On June 12, 2025, Joseph Davis, global chief economist at Vanguard, issued a striking forecast that has left economists and investors reevaluating the future landscape of finance. In his newly published book Coming Into View, Davis presents a compelling thesis grounded in 130 years of macroeconomic data: the next five to seven years could bring profound shifts in U.S. growth, inflation, and interest rates—driven in large part by the uncertain promise of artificial intelligence.
Davis's core argument revolves around productivity. If AI lives up to its hype, it could become the salve for America’s swelling structural deficits, offsetting inflationary pressures and fostering sustainable economic growth. But if it falters—if AI adoption fails to meaningfully boost productivity—the consequences could be severe. In such a case, Davis projects that 10-year Treasury yields could climb to 9%, with sustained averages hovering around 7%, levels unseen since the early 1980s.

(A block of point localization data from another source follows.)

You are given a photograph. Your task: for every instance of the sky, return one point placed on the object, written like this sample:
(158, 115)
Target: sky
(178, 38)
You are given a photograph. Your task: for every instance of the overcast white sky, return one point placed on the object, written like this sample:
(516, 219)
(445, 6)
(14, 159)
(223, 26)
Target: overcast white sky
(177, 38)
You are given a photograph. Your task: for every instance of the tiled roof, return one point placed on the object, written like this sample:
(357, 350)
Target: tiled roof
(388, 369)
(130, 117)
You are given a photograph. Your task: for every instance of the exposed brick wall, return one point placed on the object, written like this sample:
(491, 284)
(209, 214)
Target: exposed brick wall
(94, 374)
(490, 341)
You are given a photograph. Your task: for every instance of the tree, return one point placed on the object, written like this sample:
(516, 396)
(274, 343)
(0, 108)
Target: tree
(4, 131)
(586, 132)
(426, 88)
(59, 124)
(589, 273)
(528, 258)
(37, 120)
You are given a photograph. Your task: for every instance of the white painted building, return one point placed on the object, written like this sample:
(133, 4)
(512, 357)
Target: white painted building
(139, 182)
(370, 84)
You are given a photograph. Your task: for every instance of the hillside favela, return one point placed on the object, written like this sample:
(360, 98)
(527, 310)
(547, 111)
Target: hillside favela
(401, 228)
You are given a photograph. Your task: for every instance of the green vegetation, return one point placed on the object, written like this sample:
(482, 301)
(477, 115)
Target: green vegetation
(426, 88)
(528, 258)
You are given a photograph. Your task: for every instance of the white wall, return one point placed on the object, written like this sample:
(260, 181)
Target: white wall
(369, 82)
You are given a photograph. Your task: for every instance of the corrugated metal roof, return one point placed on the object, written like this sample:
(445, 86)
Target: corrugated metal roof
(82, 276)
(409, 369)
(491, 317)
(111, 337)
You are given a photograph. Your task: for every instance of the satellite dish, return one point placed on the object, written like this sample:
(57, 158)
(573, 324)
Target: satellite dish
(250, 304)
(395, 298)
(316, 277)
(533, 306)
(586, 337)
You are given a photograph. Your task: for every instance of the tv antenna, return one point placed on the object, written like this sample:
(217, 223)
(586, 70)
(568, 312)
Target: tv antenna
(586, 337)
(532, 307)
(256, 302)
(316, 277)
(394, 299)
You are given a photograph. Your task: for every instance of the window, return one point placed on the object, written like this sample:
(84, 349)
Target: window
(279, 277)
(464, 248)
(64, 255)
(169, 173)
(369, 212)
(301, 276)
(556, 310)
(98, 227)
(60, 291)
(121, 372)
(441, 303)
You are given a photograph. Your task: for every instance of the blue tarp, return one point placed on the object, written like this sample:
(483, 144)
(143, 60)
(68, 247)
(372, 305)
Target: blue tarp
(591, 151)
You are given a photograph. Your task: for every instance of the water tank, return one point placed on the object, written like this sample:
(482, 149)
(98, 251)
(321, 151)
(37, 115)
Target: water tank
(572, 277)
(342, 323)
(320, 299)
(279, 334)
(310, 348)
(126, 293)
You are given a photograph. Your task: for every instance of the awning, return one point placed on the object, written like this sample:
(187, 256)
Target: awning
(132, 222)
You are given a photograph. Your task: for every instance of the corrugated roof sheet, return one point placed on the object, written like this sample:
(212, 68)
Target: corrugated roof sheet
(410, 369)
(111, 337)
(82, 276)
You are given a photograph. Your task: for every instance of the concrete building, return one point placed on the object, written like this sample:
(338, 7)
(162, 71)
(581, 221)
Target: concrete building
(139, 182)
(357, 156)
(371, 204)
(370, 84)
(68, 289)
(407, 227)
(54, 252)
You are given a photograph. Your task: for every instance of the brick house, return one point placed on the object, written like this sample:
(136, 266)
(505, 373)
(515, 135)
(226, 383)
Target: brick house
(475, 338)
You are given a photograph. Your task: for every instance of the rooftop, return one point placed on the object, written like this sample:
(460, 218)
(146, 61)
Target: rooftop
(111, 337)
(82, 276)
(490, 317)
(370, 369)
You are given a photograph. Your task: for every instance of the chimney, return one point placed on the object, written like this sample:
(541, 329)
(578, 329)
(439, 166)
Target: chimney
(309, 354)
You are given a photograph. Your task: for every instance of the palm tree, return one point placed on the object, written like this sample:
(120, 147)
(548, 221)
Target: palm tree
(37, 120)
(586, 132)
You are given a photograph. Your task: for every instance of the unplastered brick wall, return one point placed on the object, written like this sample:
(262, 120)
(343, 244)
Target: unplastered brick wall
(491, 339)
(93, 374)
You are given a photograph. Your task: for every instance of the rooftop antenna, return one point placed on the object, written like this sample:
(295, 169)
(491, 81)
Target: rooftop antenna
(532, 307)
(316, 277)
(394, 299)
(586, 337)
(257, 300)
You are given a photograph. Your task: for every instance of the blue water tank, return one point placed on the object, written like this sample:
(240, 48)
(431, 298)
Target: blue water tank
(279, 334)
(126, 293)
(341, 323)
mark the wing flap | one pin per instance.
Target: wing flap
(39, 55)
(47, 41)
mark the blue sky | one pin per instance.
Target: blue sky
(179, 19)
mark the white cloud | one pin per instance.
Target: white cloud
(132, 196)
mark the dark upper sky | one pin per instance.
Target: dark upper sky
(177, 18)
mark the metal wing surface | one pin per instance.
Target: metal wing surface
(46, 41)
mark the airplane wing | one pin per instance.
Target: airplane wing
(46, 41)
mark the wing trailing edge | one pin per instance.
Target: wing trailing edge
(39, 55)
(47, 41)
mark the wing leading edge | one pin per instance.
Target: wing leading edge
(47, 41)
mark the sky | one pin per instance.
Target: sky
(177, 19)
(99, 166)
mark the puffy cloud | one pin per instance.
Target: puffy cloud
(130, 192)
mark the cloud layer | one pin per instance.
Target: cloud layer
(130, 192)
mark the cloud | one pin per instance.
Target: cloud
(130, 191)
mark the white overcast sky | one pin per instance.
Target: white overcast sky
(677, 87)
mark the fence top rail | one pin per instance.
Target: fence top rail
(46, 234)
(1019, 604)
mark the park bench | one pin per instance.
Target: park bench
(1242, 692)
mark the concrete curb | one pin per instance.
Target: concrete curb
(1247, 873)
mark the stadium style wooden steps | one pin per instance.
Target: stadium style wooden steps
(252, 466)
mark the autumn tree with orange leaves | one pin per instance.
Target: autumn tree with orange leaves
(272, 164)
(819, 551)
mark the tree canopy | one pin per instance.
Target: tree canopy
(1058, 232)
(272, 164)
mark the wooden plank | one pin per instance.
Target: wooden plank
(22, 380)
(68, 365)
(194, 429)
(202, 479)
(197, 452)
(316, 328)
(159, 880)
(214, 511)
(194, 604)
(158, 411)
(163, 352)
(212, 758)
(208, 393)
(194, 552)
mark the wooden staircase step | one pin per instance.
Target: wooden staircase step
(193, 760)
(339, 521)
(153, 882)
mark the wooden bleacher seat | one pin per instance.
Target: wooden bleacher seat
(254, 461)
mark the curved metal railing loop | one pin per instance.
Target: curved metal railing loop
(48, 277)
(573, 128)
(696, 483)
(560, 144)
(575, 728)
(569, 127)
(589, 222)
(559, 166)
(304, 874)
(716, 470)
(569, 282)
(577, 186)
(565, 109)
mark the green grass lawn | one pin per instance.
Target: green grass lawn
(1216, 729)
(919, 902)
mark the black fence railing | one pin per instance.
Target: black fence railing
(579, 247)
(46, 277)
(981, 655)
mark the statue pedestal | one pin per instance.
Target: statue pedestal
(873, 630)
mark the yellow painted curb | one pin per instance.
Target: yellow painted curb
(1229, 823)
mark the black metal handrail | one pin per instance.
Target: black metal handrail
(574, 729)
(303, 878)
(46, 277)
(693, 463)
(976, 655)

These predictions stem from more than conjecture. Davis’s economic model dissects the primary drivers of inflation and interest rates, and finds that structural deficits, not demographics, are the looming threat. That puts immense pressure on AI to deliver measurable gains. The hope is that AI will reduce inefficiencies, streamline labor-intensive sectors, and unleash a new wave of innovation. But as with any transformative technology, the payoff may be slower or more uneven than ideal.